The Cuvelai system that covers large areas of the Omusati and Oshana regions is a natural water course that is supposed to flood every year. But this controlled and fairly predictable flooding consists of water slowly migrating south from the feeder areas in southern Angola. This phenomenon is known as the Efundja and without it, life cannot be sustained in the northern regions.
The Efundja replenishes dry soil and brings relief to both humans and animals. It brings with it a wealth of nourishment for the earth as it deposits suspended nutrients into the oshonas or shallow pans which basically are the visible links in the otherwise bone-dry Cuvelai chain. Only once the oshonas start filling up, does one realise it is a vast interconnected system.
The Efundja also bring a bountiful supply of fish and other aquatic creatures, the first which is exploited directly by the residents and the second which sustains a complex web of animal and plant life that supports the region's overall ecology. The Efundja is suppose to flood otherwise the people there cannot survive, but the Efundja is not suppose to turn into a torrent and cover the entire area. Then the people also cannot survive as we have experienced over the past six weeks.
There is a growing consensus that the floods we are experiencing are not a mere blimp on the screen, - a sort of freak occurrence which nature will not repeat for another fifty years - but a direct consequence of Earth in turmoil, and as long as so-called civilised man continues to destroy nature, the backlash will also grow in severity. In simple language it means we must prepare for many more floods.
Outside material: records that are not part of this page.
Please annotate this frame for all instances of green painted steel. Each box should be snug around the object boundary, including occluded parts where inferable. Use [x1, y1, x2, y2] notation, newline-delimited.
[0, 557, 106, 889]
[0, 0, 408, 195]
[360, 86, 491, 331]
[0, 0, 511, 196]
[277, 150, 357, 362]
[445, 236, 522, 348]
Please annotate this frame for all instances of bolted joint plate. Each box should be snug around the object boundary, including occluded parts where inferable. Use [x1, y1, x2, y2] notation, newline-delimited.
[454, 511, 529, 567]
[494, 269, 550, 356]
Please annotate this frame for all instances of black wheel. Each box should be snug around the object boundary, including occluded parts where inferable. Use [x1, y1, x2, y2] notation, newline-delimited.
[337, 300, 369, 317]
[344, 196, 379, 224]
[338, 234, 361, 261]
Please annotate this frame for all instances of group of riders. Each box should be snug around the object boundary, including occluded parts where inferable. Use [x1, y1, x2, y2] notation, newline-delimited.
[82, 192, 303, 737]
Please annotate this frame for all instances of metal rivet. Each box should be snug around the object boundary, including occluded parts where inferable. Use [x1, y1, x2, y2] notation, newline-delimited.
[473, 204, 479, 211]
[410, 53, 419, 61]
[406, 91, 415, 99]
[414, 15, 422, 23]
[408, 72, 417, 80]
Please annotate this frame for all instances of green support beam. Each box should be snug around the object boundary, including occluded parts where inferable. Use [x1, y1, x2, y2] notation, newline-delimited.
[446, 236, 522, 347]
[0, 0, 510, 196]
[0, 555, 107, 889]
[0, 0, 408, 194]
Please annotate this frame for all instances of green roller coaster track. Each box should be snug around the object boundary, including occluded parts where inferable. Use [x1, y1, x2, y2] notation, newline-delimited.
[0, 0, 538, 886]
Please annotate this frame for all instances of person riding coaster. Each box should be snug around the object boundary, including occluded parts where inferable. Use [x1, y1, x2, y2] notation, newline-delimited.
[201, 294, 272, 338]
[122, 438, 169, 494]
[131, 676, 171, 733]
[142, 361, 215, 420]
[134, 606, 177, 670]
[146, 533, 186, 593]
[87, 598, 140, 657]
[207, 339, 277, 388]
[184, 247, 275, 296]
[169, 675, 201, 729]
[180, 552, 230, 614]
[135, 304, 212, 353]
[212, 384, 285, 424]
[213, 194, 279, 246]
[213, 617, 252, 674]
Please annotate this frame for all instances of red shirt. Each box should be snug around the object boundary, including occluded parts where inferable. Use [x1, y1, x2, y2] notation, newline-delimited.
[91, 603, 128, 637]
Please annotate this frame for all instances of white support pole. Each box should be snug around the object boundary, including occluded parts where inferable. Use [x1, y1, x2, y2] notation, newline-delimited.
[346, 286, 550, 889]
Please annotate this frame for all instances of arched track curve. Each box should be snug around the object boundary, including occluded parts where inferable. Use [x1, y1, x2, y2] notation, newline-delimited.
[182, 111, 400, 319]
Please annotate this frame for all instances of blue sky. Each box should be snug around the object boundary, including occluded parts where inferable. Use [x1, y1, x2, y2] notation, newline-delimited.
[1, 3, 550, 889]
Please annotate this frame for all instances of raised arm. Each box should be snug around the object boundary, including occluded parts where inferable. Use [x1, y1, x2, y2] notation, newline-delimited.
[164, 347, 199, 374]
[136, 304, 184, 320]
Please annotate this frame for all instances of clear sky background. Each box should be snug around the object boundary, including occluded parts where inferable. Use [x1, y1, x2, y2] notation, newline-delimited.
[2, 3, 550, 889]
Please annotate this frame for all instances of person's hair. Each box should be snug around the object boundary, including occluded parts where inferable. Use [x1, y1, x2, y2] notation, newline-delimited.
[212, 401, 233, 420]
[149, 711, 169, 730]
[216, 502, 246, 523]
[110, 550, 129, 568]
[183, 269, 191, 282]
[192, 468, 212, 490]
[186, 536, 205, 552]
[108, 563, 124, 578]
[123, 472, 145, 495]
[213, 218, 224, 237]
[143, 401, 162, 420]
The economic question is how much this will still cost us in future and what damage we will suffer as a result. The political question, however, is, who is responsible and who will pay for this?
There is no doubt in my mind that the advanced nations and their relentless pursuit of growth and profit, are the reason why we in Namibia now have to suffer. But when I think back when the whole issue of Third World debt became such a hot topic and I compare the amounts we talked about then to the astronomical costs we now face, the disparity slaps me in the face.